In the last couple of weeks I have taken you through my recipe for becoming an incredibly successful HR Business Leader which can be viewed as:
“Building on an impeccable reputation a successful HR Business leader combines business and people fore-sights/insights to effectively implement innovative talent, structure, processes, culture and leadership practices to support line managers in maximizing performance and building capabilities to achieve the aspirations of individuals, teams the organization and its stakeholders at large.”
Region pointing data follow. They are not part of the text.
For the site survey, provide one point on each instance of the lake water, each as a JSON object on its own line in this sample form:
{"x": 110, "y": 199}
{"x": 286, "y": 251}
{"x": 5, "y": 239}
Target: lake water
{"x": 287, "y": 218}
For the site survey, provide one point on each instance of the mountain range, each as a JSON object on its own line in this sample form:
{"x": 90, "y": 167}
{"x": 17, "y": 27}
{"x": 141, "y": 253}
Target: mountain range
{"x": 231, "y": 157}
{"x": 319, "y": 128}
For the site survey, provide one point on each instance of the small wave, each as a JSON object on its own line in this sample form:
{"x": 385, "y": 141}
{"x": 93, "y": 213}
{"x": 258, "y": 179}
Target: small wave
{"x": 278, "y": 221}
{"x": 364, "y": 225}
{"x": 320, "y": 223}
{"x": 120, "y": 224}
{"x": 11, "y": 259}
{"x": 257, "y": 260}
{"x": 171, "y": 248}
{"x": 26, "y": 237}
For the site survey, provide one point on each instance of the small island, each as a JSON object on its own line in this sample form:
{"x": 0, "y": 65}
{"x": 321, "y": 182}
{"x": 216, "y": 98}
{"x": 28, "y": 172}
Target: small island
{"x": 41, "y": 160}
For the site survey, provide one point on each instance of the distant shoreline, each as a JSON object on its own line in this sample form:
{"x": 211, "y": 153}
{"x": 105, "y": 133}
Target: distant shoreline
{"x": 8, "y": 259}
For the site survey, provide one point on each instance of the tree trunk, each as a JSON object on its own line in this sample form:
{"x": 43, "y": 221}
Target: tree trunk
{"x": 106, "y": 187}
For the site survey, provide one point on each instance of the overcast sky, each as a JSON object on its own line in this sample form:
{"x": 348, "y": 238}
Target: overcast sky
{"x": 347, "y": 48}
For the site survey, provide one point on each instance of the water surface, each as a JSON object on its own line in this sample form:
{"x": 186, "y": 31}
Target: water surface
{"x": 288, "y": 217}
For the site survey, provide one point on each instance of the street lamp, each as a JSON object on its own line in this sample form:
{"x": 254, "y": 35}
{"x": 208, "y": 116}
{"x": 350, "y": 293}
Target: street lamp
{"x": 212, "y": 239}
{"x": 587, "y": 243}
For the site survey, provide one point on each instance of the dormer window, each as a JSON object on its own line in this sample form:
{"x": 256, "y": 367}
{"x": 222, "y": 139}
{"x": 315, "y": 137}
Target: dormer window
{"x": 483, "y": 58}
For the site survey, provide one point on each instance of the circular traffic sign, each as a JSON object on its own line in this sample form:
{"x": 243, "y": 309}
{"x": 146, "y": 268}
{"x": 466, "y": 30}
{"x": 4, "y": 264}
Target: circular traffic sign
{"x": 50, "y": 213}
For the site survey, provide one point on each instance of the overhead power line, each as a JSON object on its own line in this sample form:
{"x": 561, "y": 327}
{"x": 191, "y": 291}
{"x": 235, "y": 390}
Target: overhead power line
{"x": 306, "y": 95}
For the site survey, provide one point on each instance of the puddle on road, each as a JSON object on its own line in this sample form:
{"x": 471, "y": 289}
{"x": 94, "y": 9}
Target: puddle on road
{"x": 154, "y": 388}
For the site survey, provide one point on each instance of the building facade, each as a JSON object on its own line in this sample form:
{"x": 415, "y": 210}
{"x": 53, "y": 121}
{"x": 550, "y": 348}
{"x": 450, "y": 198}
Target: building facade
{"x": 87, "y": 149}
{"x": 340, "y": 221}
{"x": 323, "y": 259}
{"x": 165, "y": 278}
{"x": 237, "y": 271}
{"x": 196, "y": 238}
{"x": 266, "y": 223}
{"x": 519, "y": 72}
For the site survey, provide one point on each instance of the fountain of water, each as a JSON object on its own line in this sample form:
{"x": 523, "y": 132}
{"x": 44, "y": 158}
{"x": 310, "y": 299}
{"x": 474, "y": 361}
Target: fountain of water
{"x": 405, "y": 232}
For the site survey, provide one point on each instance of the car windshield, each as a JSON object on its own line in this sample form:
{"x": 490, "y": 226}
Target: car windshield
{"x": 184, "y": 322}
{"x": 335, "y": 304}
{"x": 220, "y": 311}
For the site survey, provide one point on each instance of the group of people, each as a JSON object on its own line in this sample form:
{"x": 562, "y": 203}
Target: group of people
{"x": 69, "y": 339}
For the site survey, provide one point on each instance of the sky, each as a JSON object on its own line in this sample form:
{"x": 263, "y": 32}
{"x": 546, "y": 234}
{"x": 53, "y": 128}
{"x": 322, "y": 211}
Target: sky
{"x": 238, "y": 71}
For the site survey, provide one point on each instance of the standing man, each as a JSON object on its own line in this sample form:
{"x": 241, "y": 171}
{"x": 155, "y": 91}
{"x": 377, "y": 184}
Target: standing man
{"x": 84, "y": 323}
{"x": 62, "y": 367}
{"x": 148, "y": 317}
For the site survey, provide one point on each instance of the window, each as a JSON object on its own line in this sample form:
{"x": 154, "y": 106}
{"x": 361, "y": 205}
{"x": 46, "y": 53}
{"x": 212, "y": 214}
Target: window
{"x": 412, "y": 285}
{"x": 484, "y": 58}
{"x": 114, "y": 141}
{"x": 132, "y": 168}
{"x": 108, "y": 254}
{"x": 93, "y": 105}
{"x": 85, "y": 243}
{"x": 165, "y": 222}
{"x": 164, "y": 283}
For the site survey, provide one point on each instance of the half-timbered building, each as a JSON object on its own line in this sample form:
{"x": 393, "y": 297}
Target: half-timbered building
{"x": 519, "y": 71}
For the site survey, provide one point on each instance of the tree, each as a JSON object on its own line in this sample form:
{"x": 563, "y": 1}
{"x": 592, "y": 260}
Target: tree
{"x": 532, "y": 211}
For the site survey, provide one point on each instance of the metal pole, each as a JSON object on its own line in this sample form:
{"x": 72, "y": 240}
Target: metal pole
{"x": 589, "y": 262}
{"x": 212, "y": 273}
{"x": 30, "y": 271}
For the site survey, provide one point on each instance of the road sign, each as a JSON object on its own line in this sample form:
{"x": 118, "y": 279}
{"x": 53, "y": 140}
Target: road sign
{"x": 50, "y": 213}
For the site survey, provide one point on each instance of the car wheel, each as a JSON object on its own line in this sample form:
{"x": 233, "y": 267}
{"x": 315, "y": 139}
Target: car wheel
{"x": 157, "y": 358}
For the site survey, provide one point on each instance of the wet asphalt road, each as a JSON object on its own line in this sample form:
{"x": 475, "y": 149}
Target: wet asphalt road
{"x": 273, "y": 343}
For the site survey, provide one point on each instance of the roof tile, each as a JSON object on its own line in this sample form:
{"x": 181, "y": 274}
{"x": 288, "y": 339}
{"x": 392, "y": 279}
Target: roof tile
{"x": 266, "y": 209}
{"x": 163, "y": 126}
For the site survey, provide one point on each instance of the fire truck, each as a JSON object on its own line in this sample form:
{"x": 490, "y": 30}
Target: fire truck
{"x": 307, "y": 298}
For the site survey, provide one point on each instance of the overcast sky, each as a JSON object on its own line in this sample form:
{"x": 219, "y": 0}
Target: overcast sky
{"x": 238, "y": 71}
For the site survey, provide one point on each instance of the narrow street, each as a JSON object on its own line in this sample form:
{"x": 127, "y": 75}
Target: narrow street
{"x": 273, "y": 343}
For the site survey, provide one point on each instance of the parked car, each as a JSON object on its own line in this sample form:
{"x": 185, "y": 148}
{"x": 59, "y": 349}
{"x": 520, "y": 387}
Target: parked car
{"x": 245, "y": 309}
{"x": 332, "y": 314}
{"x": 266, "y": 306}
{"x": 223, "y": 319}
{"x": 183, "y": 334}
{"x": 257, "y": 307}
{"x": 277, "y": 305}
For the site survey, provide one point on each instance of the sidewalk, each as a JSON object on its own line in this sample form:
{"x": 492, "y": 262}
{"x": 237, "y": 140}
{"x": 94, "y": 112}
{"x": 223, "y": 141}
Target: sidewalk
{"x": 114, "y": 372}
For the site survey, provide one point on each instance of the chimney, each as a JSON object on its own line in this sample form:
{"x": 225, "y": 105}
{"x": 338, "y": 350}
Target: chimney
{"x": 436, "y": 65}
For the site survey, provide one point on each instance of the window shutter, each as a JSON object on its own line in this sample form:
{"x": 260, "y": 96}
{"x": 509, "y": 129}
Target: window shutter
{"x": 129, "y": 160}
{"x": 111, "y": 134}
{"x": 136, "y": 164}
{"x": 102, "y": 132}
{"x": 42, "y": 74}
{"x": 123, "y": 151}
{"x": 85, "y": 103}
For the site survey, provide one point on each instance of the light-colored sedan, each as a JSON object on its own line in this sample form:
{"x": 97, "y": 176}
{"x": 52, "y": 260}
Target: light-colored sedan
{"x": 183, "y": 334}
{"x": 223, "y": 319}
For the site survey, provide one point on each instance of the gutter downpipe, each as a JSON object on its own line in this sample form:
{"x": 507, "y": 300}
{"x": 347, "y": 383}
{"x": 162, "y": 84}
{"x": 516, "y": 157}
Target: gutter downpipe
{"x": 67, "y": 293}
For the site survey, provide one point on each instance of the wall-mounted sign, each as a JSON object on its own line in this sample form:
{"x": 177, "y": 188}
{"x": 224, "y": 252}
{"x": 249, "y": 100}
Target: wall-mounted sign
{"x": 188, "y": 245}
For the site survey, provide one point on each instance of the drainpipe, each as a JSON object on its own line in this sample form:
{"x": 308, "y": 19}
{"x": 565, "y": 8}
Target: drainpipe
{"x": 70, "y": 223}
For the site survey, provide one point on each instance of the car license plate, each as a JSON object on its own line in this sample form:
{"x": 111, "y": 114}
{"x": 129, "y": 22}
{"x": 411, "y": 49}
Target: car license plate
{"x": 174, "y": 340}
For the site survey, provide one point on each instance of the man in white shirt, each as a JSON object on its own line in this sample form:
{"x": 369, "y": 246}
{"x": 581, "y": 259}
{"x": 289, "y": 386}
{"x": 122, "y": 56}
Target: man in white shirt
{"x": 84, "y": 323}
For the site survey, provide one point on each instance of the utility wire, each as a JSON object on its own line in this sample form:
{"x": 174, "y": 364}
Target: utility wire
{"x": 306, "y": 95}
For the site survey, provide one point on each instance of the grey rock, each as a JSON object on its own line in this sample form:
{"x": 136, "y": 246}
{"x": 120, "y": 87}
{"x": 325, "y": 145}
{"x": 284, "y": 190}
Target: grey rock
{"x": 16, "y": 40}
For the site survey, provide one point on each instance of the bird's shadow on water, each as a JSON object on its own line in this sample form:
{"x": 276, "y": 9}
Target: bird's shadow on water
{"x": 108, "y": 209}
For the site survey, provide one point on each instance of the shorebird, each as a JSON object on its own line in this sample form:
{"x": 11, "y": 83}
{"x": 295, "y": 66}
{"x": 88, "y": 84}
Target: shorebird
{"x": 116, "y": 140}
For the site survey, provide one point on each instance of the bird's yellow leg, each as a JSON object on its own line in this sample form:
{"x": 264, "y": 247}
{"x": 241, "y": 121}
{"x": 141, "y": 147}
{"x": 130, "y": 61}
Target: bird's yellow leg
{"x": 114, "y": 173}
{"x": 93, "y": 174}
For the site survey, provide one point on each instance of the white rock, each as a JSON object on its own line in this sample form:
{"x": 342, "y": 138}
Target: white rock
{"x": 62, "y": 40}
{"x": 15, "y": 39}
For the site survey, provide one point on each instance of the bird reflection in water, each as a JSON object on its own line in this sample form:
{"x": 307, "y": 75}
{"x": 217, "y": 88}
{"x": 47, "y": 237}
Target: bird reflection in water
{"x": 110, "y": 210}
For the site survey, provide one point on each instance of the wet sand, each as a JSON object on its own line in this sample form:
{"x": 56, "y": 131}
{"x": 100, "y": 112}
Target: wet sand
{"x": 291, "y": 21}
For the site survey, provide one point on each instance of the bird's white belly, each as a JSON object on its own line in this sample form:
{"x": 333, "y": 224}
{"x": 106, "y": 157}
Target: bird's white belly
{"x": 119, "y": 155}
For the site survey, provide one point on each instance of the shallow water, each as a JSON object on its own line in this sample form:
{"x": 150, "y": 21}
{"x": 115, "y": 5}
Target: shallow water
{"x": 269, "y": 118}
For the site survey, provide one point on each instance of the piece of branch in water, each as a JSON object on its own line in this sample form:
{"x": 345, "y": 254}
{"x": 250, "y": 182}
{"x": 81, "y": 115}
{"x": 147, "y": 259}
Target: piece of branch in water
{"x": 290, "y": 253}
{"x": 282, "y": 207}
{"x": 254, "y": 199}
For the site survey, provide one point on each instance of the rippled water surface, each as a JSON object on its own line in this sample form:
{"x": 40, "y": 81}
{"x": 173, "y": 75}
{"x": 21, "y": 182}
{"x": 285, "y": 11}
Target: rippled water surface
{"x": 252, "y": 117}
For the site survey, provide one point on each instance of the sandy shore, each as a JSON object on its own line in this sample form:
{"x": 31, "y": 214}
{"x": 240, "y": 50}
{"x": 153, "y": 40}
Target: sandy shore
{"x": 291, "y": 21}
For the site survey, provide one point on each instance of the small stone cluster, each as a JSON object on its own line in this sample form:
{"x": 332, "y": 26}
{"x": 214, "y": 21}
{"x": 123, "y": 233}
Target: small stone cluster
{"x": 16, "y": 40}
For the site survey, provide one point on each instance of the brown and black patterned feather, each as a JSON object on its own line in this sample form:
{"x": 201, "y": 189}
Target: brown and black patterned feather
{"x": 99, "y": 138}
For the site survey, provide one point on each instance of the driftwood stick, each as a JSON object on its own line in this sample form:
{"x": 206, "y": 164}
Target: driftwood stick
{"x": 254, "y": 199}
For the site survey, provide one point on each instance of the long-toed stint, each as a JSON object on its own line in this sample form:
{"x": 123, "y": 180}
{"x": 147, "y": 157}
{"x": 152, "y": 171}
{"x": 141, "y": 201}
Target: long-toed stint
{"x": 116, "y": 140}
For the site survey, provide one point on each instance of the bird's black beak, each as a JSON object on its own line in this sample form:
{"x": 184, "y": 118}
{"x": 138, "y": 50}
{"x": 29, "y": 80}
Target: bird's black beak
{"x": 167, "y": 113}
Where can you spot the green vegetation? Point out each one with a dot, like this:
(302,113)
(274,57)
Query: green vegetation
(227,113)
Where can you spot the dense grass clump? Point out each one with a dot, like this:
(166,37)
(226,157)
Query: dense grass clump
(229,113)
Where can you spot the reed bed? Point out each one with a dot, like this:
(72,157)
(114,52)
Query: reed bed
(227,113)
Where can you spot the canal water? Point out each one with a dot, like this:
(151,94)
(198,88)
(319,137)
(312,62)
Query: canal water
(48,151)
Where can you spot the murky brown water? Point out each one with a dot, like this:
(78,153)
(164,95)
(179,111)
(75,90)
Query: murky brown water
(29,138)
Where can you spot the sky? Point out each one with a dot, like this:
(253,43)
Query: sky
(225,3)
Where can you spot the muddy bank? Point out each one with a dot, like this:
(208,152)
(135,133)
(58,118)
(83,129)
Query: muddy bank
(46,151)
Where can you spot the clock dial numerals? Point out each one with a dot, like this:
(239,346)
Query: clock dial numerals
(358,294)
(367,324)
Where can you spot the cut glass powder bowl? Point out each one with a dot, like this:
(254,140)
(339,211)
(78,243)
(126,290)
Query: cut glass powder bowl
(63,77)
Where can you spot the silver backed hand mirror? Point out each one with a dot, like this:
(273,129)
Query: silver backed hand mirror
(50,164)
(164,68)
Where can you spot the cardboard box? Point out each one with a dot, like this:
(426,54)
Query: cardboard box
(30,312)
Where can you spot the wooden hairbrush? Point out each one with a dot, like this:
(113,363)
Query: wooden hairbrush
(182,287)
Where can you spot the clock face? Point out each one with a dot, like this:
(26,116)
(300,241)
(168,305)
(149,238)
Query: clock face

Today it’s all about your HR experience and expertise. I assume you know your stuff, otherwise, you wouldn’t work in HR. But that’s not enough. It’s not just your knowledge about HR but also your ability to act as a change champion. To be an internal consultant. And most importantly, your ability to influence others.
1. Driving Change
HR are the custodian of change in the organization. If you aren’t comfortable with change you can’t expect to be seen as the person driving change. You have to
- understand why we need to and how we will change
- have a clear perspective of the end goal and help people understand what is expected of them
- explain why it’s important for them to change and help them gain skills needed to succeed in the future
One of the best models I have seen on how to help people change their behavior is called ‘The Influencer Model’ by one of my favorite authors Kerry Patterson.
2. Consulting Skills
HR Business Leaders don’t run businesses. They support line managers to maximize performance of their teams and the organization. As a result it’s all about your ability to influence and advise others. And, as any consultant would tell you, the key to do that is in your ability to scope and diagnose issues. Scoping is important to ensure you keep focus and on track while not getting distracted with myriad other issues that pop up.
Making the proper diagnosis is of course even more important. My experience however is that most HR business leaders base their analysis primarily on opinions, hear-say and less so on facts. Laszlo Bock in his “Insights from Google: Work Rules” explains how Google uses data based information to make decisions. To highlight his point he’s quoted James Barksdale, CEO of Netscape, to have stated that ‘if you have facts, present them and we will use them. But if you have opinions, we’re gonna use mine’.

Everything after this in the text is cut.